Pressure growing on gold mining firms to up game in GHG emission stakes

PRESSURE is increasing on the world’s gold mining sector to improve its greenhouse gas (GHG) emissions, said Reuters.

Citing data from an ESG consultancy, Skarn Associates, the newswire said that gold mining firms have higher Scope 1 and 2 emissions than miners of nickel, copper, iron ore and metallurgical coal before factoring in freight and downstream emissions.

The World Gold Council estimates the sector emitted 32,689 tons of CO2 equivalent per tonne of gold produced in 2018, up 12% from the 2017 total, said Reuters. Gold companies have not yet published estimates for 2019.

Gold grades are falling which requires mining firms to extract more rock for each ounce of gold in an energy-intensive process, said Reuters.

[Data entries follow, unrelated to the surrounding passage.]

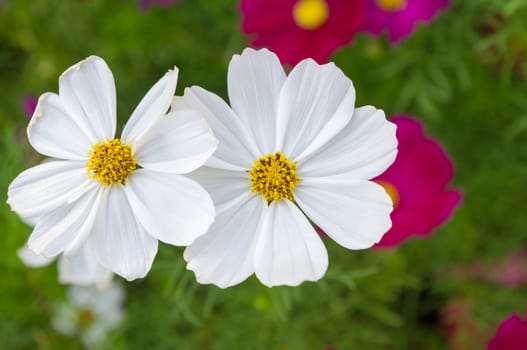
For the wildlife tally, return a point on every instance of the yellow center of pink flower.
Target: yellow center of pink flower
(310, 14)
(391, 191)
(391, 5)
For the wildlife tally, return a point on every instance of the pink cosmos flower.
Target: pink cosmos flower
(298, 29)
(509, 271)
(459, 326)
(398, 17)
(511, 335)
(145, 4)
(417, 182)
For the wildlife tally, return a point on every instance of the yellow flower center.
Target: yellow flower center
(274, 176)
(391, 5)
(111, 162)
(391, 191)
(86, 319)
(310, 14)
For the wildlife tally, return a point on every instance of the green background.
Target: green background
(464, 75)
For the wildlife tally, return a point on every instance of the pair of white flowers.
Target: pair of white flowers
(235, 185)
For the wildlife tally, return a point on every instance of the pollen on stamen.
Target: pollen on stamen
(274, 177)
(110, 162)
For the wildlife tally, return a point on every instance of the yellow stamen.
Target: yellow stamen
(391, 5)
(310, 14)
(391, 191)
(274, 176)
(111, 162)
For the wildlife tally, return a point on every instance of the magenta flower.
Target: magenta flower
(298, 29)
(399, 17)
(417, 182)
(29, 103)
(511, 335)
(145, 4)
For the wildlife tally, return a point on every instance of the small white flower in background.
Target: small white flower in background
(81, 269)
(120, 195)
(290, 145)
(90, 313)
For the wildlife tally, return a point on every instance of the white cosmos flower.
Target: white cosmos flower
(290, 147)
(120, 195)
(82, 269)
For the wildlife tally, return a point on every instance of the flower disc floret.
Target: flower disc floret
(111, 162)
(274, 176)
(310, 14)
(391, 5)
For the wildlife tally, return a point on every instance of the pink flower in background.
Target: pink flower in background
(145, 4)
(29, 103)
(298, 29)
(511, 335)
(399, 17)
(459, 325)
(417, 182)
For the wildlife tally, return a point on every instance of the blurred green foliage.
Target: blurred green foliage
(464, 75)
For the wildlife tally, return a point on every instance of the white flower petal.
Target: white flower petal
(54, 133)
(255, 79)
(87, 92)
(29, 258)
(316, 102)
(364, 149)
(355, 213)
(83, 269)
(224, 186)
(288, 250)
(67, 227)
(224, 256)
(151, 108)
(237, 149)
(120, 243)
(45, 187)
(172, 208)
(179, 143)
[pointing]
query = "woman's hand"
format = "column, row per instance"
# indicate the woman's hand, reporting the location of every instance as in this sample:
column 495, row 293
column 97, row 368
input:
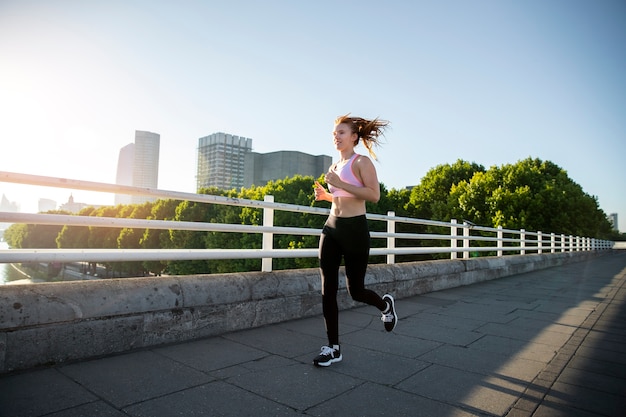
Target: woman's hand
column 321, row 194
column 333, row 179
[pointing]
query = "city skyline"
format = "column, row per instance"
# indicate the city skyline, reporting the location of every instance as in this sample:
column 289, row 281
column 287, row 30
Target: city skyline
column 488, row 82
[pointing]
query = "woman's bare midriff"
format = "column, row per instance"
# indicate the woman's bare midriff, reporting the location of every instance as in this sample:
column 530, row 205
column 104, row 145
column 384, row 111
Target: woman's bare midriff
column 347, row 207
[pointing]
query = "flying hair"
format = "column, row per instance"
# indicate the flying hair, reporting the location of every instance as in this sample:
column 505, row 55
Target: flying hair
column 369, row 131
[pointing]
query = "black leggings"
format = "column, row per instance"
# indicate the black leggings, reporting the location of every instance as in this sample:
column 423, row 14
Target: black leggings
column 346, row 237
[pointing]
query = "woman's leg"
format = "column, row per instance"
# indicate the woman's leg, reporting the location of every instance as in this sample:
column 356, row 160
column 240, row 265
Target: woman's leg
column 356, row 266
column 355, row 239
column 330, row 259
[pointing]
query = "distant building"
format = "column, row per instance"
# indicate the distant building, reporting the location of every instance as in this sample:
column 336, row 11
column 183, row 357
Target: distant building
column 227, row 162
column 8, row 206
column 72, row 206
column 125, row 164
column 138, row 165
column 262, row 168
column 46, row 204
column 221, row 161
column 613, row 219
column 146, row 165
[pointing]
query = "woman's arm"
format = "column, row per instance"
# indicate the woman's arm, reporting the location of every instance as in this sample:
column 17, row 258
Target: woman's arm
column 321, row 194
column 366, row 172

In South Africa, delays in permitting have prevented gold miners such as Sibanye-Stillwater from installing renewable energy on its mines whilst having to factor in high Scope 2 emissions owing to its reliance on Eskom, the state-owned power utility.

“There will obviously be increasing pressure to reduce emissions from the mines,” said a Sibanye-Stillwater spokesman. “But consideration needs to be given to the role and impact of Eskom and limited options available to the gold mines.”

George Cheveley, portfolio manager at Ninety One, which holds more than a billion dollars in gold assets, said gold miners’ emissions data had influenced decisions to shift the weight at which to hold certain companies in his funds.

“These numbers are increasingly important – carbon taxes could come in, so you need to establish your exposure,” he told Reuters.

In South Africa, Africa’s second largest producer of gold, a carbon tax on Scope 1 emissions is already in place, and is set to expand to apply to Scope 2 emissions as well from the start of 2023, the newswire said.